Their quest is to fulfill their contract for the mysterious man named the Commodore, by murdering the prospector Hermann Kermit Warm. But then they begin to question the moral nature of their violent and dangerous job…
The adventures the two Sisters brothers may appear to be random, but in midst of the grit and melancholy of the Old West, little insights into the human condition surface, glowing like pieces of gold dust in a mighty California river.
The story focuses on the relationship between the two brothers Charlie and Eli. Charlie’s the taller and skinnier one, who loves a drink from the bottle, and he’s quicker on the trigger finger than his younger brother Eli. Eli is short and fat, but tries a vegetarian diet, caring for his half-blinded, pathetic horse Tub, much to his brother’s irritation. He’s also one of the only men in the Old West who brushes his teeth. He’s the one with the way for words, who tell the story through his first person perspective.
(Here I find myself describing another Don Quixote/Sancho Panza duo of assassins! Oddly enough, the two villains in Neil Gaiman’s Neverwhere are also two assassins with a similar character dynamic.)

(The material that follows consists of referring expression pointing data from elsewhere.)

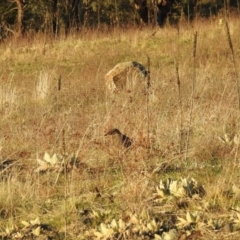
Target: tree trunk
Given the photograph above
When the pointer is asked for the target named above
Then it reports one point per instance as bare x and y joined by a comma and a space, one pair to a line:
19, 18
55, 18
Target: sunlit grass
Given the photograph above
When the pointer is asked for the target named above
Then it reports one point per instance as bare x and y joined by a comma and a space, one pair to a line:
53, 99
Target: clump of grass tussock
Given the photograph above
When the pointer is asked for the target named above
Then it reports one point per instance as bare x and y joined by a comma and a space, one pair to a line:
72, 119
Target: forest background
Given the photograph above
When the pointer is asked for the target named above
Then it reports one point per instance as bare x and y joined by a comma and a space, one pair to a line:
21, 17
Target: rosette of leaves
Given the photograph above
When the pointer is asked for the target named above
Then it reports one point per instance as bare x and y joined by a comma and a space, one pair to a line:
33, 229
134, 226
184, 187
193, 220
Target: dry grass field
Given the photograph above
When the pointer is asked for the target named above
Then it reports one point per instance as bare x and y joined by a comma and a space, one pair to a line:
62, 178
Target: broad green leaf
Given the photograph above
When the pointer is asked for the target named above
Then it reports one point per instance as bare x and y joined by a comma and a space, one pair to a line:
36, 231
35, 221
25, 223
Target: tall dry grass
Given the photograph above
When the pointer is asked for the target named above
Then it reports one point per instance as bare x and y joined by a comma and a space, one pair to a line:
37, 117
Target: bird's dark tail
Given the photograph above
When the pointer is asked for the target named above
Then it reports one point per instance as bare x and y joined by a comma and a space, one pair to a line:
142, 69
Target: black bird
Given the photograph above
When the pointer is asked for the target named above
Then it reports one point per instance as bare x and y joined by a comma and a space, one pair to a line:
123, 139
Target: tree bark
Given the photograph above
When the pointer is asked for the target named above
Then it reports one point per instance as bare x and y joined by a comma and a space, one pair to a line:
20, 14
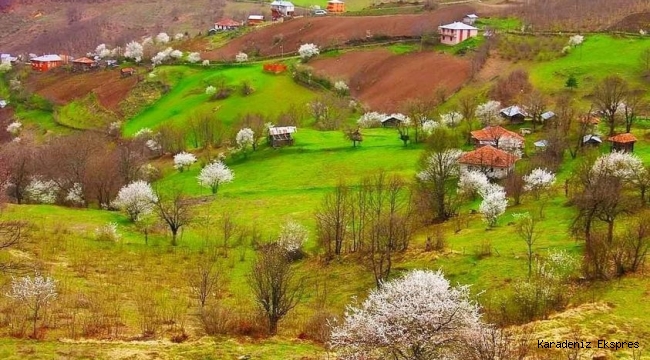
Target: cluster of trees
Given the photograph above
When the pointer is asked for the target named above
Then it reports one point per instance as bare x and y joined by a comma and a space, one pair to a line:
373, 219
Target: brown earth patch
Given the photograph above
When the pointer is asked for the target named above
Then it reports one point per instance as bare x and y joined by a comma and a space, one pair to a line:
383, 80
331, 31
62, 87
633, 23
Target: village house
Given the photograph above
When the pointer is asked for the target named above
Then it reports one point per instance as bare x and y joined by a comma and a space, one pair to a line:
255, 20
227, 24
281, 9
515, 114
622, 142
494, 163
83, 64
455, 33
591, 140
470, 19
335, 6
390, 121
498, 137
46, 62
281, 136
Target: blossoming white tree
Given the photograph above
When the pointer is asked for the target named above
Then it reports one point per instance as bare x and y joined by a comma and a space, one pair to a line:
162, 38
488, 113
14, 128
538, 181
245, 138
451, 119
183, 161
241, 57
472, 183
34, 292
215, 174
292, 237
42, 191
419, 316
371, 119
194, 57
136, 198
134, 50
494, 203
308, 51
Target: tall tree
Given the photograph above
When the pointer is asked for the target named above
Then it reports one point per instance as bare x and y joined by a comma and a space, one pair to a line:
608, 96
275, 284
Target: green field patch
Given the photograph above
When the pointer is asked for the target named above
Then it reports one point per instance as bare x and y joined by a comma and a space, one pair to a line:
273, 94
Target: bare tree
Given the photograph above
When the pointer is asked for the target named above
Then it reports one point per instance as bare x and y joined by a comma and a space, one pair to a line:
608, 95
174, 208
527, 230
204, 279
275, 285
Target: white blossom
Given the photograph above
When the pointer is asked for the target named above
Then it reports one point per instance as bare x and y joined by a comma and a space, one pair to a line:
14, 128
292, 236
371, 119
210, 90
162, 38
494, 203
429, 125
194, 57
42, 191
472, 182
176, 54
307, 51
625, 166
451, 119
108, 232
241, 57
102, 51
75, 194
134, 50
441, 165
136, 198
215, 174
488, 113
245, 138
183, 160
419, 312
341, 86
539, 180
34, 291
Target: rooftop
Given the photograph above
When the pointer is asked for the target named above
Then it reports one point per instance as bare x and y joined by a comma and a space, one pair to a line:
622, 138
458, 26
488, 156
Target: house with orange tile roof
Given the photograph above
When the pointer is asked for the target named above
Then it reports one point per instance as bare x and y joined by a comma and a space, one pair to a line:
494, 163
622, 142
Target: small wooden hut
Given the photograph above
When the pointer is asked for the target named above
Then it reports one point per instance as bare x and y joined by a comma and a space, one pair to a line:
280, 136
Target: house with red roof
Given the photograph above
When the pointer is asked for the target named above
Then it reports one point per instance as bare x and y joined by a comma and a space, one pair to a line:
498, 137
622, 142
455, 33
494, 163
227, 24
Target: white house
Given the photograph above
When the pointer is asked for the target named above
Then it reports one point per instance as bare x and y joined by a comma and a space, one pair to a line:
455, 33
470, 19
282, 8
494, 163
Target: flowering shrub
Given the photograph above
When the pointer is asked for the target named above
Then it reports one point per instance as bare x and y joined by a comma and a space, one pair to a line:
308, 51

Since critics often draw attention to the quality of the violence in the story, I had expected there to be more of it. Nonetheless, perhaps that made it easier to read. The style of violence is compared to Cormac McCarthy’s The Road. It is dryly understated, almost casual. Eli gives less attention to some scenes of violence than he does to a description of how he orders a salad. We learn that Charlie is not above threatening someone with his pistol to get what he wants, and I was left wondering several times about whether he would actually initiate a bloodbath, or just let the insults that had been hurled at him slide. I have experienced similar reactions watching Quentin Tarantino films. The violence is well written, but quite glory (a.k.a. not just employing sight, but smell and sound as well).
There are also chilling dialogue scenes, where the words of speech alone somehow convey great fear, or desperation. DeWitt is worth reading simply for the dialogue, and for the way he writes Eli’s thoughts with a sensitivity for eighteenth-century speech patterns. The two brothers’ speech is surprisingly formal, to the point where I thought it was almost like reading Tolkien’s dialogue in The Lord of the Rings, since it was at times so direct and simple.
This novel was my first Western, so if you haven’t been introduced to the genre, The Sisters Brothers may be a good place to start. Also, if you’re interested in finding out what all the buzz is about this American Western written by a Canadian, who won numerous awards for it, including the Rogers Writer’s Fiction Prize and the Governor General’s Literary Award (not to mention being a finalist for the Scotiabank Giller Prize and the Man Booker Prize), then read this book, by all means.
Also, if you are a fantasy novel reader and wish to get into a new genre, or if you just want to learn about the tropes of the classic Western, then look no further that The Sisters Brothers. Read a book outside your normal stomping grounds, and open a new frontier, as crazy as the Wild West.